Don't overlook the possibility of the alternator or charging system not adequately recharging the battery as you drive. The cumulative loss over several driving cycles can leave the battery significantly discharged when you park the car. Normal parasitic loss can then deplete the battery in just a few days.

Q I'm having trouble with the passenger side original rear strut on my '96 Camry with 500,198 miles on it. I've had a few timing belts replaced along with one fuel pump, oil pump, water pump and radiator. Unfortunately I've not replaced the struts. When driving down the freeway in the left lane, the right rear strut makes no noise, but when driving in the right lane it clatters very loudly to the point I have to turn the radio up. Is it not safe to drive it this way? My friends say to drive it until my knees start to hurt. It runs down the freeway fine but handles more like a boat.

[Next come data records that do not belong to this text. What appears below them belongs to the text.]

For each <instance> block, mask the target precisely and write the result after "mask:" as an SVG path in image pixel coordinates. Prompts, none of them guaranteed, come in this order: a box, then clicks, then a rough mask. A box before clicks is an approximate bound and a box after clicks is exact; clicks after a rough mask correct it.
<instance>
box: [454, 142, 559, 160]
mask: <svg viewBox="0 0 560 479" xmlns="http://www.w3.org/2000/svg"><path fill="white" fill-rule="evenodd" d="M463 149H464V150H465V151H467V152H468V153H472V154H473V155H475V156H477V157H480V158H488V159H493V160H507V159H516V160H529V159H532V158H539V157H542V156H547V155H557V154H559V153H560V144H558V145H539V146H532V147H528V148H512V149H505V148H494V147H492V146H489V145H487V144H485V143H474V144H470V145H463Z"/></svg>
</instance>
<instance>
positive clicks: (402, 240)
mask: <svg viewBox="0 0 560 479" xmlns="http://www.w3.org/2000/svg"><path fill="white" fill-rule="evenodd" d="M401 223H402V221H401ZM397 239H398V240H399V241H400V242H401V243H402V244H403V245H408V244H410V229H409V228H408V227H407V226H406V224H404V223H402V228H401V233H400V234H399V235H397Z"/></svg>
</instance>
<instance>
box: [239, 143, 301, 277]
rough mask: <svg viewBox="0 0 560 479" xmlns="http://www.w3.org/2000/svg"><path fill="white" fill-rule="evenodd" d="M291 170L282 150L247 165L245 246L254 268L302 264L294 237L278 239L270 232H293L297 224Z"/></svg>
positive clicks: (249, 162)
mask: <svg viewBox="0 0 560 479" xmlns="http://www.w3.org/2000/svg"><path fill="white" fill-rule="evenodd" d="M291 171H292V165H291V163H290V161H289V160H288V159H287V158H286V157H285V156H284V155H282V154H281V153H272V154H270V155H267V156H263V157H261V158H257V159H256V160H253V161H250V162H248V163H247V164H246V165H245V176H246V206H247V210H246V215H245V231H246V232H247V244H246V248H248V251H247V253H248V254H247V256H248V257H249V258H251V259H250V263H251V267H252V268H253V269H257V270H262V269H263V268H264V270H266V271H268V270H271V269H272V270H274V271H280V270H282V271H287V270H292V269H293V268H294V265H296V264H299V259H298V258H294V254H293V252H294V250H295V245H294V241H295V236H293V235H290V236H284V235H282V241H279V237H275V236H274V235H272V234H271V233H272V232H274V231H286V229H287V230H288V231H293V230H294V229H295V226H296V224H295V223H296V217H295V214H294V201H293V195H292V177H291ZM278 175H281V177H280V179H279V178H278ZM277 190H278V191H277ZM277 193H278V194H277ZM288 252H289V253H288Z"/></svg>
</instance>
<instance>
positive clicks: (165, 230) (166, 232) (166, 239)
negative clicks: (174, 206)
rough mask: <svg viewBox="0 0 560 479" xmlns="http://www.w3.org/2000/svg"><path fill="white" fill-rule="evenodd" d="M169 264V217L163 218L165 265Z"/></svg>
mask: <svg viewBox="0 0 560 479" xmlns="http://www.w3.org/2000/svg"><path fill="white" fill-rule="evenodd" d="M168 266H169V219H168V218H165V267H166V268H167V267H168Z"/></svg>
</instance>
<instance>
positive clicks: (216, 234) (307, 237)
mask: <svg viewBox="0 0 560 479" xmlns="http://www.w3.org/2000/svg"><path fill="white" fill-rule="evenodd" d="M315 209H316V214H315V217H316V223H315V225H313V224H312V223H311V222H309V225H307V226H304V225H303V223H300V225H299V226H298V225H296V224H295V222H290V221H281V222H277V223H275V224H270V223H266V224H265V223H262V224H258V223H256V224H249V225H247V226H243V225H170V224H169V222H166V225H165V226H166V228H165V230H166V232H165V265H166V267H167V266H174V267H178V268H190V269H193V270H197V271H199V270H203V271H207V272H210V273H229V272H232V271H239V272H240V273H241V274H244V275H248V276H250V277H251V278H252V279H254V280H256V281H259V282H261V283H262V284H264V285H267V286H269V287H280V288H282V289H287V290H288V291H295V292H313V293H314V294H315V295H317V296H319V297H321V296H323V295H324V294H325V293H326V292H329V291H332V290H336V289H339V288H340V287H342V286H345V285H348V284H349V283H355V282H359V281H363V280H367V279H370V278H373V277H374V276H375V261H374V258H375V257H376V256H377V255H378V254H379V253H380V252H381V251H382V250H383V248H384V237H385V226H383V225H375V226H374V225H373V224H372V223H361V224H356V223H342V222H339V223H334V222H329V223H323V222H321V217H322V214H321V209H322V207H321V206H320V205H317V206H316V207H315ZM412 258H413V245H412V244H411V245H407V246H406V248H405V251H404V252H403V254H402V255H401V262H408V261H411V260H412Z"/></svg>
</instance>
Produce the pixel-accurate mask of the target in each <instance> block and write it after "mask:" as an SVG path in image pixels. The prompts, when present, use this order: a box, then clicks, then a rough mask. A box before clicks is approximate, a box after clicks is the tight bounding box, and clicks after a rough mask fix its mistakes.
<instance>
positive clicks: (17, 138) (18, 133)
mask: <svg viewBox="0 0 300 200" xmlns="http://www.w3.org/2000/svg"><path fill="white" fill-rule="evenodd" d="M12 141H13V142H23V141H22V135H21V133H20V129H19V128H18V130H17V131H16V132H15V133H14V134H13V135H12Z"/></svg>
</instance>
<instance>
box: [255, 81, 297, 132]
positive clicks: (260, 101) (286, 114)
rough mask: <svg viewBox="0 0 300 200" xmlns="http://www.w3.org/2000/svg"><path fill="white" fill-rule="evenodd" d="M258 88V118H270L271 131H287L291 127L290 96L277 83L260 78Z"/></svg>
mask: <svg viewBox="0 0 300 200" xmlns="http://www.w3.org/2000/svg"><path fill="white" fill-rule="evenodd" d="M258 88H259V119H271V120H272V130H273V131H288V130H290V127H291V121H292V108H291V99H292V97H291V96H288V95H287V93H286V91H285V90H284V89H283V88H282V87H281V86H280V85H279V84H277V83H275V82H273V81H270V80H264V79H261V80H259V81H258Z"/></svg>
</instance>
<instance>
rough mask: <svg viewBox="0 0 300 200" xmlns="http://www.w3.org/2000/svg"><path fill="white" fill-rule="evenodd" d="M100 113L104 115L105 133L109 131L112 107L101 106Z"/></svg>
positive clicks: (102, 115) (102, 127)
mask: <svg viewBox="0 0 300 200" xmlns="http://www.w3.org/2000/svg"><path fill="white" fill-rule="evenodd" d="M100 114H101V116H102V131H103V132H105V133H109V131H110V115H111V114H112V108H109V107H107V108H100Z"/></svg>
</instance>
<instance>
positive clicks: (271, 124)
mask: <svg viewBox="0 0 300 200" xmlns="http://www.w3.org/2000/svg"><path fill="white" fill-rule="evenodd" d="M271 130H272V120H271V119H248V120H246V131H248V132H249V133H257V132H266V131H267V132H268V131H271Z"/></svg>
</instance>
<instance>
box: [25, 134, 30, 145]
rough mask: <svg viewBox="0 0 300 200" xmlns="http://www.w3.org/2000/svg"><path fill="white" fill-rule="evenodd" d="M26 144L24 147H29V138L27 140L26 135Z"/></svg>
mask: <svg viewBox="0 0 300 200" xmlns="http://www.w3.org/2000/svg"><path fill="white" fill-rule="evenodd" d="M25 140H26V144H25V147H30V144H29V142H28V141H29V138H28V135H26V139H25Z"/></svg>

I hate to put too much money into it.

A Are you telling me that your car has more than half a million miles on the original struts? That's incredible. If you're going to keep the car, have new struts/shocks installed ASAP. Safety is the biggest concern. Dead shocks no longer properly control up and down wheel movement and load transfer. That means significantly less efficient "contact patches" between the tire tread surface and road. And that means the vehicle will no longer ride, stop or turn well.

Congratulations on reaching the half-million mile club; that's an amazing achievement. Do your car a favor -- give it a new set of struts.